One potential way to do this, is to create a 'parent' taskcluster task, that spawns N 'child' tasks, collects all their results and displays the results back to the user in treeherder. Each 'child' job could potentially run a single directory/manifest of tests, as we likely need to keep directories of tests together. Taskcluster has an API to insert new jobs into an existing task graph that I believe the 'parent' task could make use of this.
This will also require some (possibly heavy) modifications in treeherder, and there are a lot of UX problems to deal with. For example, should the 'child' tasks still be visible but hidden (e.g maybe tier 3)? How can we display an aggregate result of all the 'child' tasks in a easy to understand format? Some suites may become nearly perma-orange simply because of the sheer number of tests they'll be running in a single job, how do we deal with this?

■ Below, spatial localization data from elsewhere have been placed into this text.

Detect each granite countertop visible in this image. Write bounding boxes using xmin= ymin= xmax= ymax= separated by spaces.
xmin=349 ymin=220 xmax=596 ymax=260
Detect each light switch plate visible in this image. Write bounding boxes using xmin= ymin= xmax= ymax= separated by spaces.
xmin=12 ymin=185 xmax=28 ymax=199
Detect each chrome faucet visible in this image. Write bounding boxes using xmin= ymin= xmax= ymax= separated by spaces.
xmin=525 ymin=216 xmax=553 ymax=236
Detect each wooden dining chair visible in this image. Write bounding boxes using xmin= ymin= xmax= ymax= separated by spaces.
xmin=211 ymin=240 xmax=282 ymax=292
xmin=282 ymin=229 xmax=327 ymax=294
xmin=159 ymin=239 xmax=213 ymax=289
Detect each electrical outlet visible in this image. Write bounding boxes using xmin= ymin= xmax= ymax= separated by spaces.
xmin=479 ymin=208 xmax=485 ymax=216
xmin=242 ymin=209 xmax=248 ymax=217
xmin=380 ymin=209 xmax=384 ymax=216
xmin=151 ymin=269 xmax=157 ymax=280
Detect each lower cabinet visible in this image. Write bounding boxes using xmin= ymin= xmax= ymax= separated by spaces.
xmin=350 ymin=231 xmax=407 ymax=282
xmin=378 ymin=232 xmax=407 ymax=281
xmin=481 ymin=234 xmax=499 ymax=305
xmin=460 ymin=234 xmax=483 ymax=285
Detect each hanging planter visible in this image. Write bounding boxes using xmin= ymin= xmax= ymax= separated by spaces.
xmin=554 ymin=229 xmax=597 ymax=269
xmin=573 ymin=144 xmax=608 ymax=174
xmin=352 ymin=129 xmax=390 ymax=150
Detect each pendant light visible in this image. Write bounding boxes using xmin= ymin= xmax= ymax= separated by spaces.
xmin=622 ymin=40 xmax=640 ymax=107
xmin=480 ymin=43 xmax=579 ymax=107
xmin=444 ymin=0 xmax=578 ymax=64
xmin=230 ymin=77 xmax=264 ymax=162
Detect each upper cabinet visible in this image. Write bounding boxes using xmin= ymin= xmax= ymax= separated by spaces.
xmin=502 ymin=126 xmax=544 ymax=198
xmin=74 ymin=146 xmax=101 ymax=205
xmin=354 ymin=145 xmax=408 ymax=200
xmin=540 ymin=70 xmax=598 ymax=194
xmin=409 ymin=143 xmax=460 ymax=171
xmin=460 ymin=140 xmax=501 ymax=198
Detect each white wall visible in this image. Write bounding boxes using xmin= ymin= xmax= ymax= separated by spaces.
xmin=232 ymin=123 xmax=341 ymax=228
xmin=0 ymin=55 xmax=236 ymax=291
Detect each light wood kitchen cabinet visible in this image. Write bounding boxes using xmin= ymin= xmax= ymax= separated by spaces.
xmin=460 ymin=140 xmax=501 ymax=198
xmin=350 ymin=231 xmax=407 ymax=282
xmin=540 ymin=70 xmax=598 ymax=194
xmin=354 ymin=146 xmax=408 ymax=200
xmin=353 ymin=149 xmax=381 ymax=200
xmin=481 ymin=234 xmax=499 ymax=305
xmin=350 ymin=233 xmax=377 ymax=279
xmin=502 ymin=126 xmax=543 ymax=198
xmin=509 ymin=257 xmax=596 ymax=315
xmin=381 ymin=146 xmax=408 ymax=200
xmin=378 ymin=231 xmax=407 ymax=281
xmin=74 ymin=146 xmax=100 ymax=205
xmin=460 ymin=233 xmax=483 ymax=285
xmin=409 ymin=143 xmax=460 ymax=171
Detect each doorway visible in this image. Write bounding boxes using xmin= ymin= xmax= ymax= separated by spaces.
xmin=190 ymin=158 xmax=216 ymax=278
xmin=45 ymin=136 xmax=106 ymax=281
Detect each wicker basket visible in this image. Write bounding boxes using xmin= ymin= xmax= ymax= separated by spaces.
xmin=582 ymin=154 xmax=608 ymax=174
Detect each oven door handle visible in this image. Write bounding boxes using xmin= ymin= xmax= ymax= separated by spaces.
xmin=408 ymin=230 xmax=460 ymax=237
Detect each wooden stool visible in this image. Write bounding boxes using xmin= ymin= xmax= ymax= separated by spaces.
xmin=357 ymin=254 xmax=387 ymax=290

This is a large project that will at least span taskcluster, treeherder and test harnesses. This bug will act as a tracking bug for more specific work.
Adding joel as, in many of my conversations with him, he's often addressed specific chunks, rather than whole suites. So hiding this too deeply may be problematic.
I'm changing the title to better reflect the terminology we've been using.
"Hyper-chunking" is the term we've started using to describe the case where a job is split up into so many chunks that individual chunks become meaningless to developers/sheriffs. Instead of creating tools to help developers/sheriffs deal with chunks, we're basically starting fresh and seeing if we can come up with a better system altogether. The main benefit we hope to achieve is super fast task run times and a lot of scheduling flexibility.
Note: when I say "chunk" in this context, I don't necessarily mean a "number in treeherder". I mean an execution instance of a test harness that runs a subset of the overall tests. Whether that execution instance happens on a separate worker, a different container on the same worker, or something else is part of the implementation details that this bug will aim to figure out.